On several issues, the image Gorbachev projected to Reagan administration officials privately and to black political leader Jesse Jackson in a meeting between the two clashed with the image beamed back into the Soviet Union from Geneva during the summit meetings.
In off-the-record chats with Reagan administration officials in Geneva, Gorbachev apparently talked freely about his will for a political solution in Afghanistan. But in his one-hour-40-minute report on the summit after his final appearance with Reagan, a show beamed live to the Soviet Union, Gorbachev didn't mention Afghanistan at all.
Nor did he refer to conversations with Reagan on human rights, which U.S. officials said were "extensive."
Although he spoke at length with Jackson about the accomplishment of Jews in the Soviet Union, the seven-minute report of the meeting broadcast on Soviet television did not include those remarks. Instead, the news clip showed Gorbachev talking about arms control.
Despite the apparent contradictions, the private approach to interlocutors seems to suit Gorbachev's style.

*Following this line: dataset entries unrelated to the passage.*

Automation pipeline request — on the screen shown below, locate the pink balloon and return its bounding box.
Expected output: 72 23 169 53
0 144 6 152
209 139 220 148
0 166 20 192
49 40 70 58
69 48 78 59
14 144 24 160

Making his case directly and away from his circle of advisers typifies Gorbachev's confidence in his persuasive qualities, western Kremlinologists say. "He believes he can convince anyone of the rightness of his position," said one western diplomat in Moscow who has met the Soviet leader.
The private discussions on sensitive areas that Gorbachev held with Reagan follow a pattern that he has set in conversations with French President Francois Mitterrand and Indian Prime Minister Rajiv Gandhi. He has met each leader with only interpreters present.
Soviet sources declined to say how much Gorbachev relied on his team of six advisers who joined in the full sessions when he was not in meetings with Reagan.
But unlike the late Leonid Brezhnev, Gorbachev rarely appears in pictures surrounded by his advisers. "He commands a loyalty in those who work for him rather than the other way around," one official said. "And there is no doubt about who makes final decisions."